I have noticed an interesting dynamic emerging around the Red Sea conflict that could have serious implications for global energy markets. According to reports at the end of March, Iran is pushing the Houthi rebels in Yemen to prepare for more aggressive operations against ships in the Red Sea. What’s fascinating is that within the Houthi leadership, there is disagreement over how far to go with stronger actions.



The context is crucial to understand why this really matters. After the escalation of the conflict in Iran, Middle Eastern oil that normally passes through the Strait of Hormuz has largely been diverted toward the port of Yanbu in Saudi Arabia, then crosses the Bab el-Mandeb Strait off Yemen to reach Asian markets.
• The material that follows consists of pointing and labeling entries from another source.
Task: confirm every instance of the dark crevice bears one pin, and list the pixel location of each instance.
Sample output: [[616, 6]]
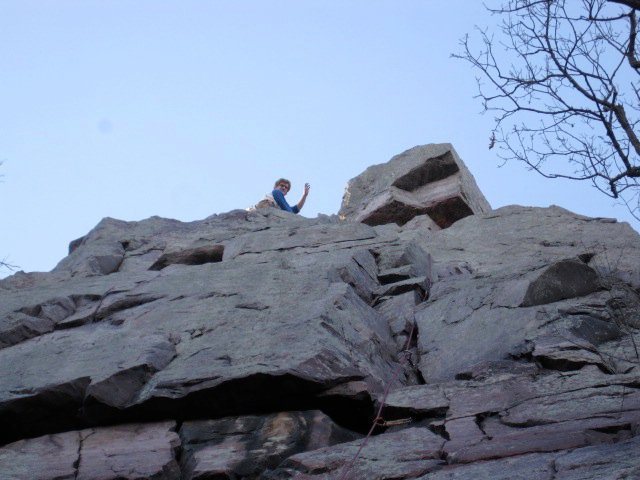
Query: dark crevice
[[435, 169], [193, 256], [68, 408], [440, 429], [586, 257], [124, 304]]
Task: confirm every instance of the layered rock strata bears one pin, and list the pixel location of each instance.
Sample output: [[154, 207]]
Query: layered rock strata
[[260, 345], [427, 180]]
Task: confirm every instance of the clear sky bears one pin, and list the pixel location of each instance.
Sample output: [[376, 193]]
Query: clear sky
[[182, 109]]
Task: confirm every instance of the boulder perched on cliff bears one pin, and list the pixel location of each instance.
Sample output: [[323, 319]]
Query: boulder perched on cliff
[[426, 180], [262, 345]]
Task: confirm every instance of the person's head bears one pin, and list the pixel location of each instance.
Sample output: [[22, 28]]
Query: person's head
[[283, 185]]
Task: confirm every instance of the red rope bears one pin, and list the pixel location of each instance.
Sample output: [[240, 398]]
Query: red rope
[[378, 420]]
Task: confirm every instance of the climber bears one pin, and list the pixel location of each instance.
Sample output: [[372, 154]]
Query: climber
[[281, 188]]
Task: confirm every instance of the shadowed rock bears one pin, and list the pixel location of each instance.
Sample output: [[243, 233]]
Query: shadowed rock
[[507, 340], [429, 179], [244, 447], [125, 452]]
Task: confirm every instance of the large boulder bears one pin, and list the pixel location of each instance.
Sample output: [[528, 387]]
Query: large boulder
[[265, 345], [427, 180]]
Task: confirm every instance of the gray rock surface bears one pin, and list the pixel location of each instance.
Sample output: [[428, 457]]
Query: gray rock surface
[[262, 344], [244, 447], [124, 452], [428, 180]]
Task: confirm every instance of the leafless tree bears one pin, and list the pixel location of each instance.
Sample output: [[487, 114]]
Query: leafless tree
[[563, 78], [4, 263]]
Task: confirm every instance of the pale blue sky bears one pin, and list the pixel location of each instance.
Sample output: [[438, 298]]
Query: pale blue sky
[[183, 109]]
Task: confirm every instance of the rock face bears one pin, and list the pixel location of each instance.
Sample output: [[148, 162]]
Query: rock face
[[428, 180], [262, 345]]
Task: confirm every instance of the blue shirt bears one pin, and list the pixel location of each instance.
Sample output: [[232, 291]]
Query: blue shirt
[[278, 196]]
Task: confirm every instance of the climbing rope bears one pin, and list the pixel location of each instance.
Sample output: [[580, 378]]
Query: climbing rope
[[379, 421]]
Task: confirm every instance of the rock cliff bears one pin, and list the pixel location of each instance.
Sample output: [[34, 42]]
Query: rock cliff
[[263, 345]]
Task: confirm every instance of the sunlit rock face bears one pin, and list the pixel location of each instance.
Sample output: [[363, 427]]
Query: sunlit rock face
[[426, 180], [261, 345]]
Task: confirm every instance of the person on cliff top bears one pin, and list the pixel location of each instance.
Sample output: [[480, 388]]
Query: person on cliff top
[[281, 188]]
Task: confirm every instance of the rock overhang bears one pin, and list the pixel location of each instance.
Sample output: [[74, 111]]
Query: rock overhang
[[266, 312]]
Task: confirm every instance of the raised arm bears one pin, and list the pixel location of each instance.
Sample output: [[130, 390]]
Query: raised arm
[[300, 204]]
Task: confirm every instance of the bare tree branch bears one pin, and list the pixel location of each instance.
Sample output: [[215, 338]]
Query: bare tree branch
[[562, 78]]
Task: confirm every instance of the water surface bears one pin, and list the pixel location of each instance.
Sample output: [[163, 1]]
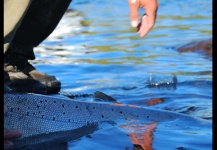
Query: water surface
[[95, 49]]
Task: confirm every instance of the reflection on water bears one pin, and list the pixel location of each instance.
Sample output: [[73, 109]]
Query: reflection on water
[[95, 49]]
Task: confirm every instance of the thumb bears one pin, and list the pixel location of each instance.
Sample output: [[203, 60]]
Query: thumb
[[134, 16]]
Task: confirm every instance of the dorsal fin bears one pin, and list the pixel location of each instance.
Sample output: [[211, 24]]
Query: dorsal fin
[[100, 96]]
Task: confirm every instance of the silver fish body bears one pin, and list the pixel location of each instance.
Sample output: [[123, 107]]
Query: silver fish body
[[36, 115]]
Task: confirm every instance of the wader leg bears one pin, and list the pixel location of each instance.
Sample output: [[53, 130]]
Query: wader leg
[[14, 11], [39, 22]]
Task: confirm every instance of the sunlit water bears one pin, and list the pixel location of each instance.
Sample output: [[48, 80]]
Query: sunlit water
[[95, 49]]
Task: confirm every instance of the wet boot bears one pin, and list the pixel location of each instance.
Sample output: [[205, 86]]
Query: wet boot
[[21, 76]]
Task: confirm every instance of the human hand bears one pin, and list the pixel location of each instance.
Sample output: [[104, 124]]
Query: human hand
[[10, 134], [148, 20]]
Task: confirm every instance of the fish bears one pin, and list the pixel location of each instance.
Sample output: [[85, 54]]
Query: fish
[[44, 117]]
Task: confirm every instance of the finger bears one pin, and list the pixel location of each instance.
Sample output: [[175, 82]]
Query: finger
[[149, 19], [8, 145], [145, 26], [11, 134], [5, 109], [134, 16]]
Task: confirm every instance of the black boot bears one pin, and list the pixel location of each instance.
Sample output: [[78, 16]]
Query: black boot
[[22, 76]]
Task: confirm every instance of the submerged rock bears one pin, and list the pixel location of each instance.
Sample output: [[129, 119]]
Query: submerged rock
[[204, 46]]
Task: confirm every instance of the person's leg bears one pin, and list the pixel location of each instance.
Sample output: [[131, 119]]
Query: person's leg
[[13, 18], [39, 22]]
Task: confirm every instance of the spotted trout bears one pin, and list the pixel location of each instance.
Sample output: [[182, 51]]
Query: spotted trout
[[46, 116]]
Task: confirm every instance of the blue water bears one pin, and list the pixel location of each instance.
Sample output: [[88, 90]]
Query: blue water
[[95, 49]]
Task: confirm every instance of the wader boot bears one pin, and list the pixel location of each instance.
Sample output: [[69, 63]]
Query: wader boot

It’s an alternative route, but fragile.

Here’s the critical point: if the Houthis decide to block the Bab el-Mandeb, creating a bottleneck similar to what we already see in the Strait of Hormuz, oil prices could experience significant upward pressure in the coming months. Analysts tracking the Red Sea conflict are already calculating scenarios. A closure of this route would represent a serious disruption to global energy flows.

The Red Sea conflict is not just a regional geopolitical issue — it has become a factor influencing energy markets. Anyone closely following these developments knows that volatility could accelerate rapidly if the situation further tightens.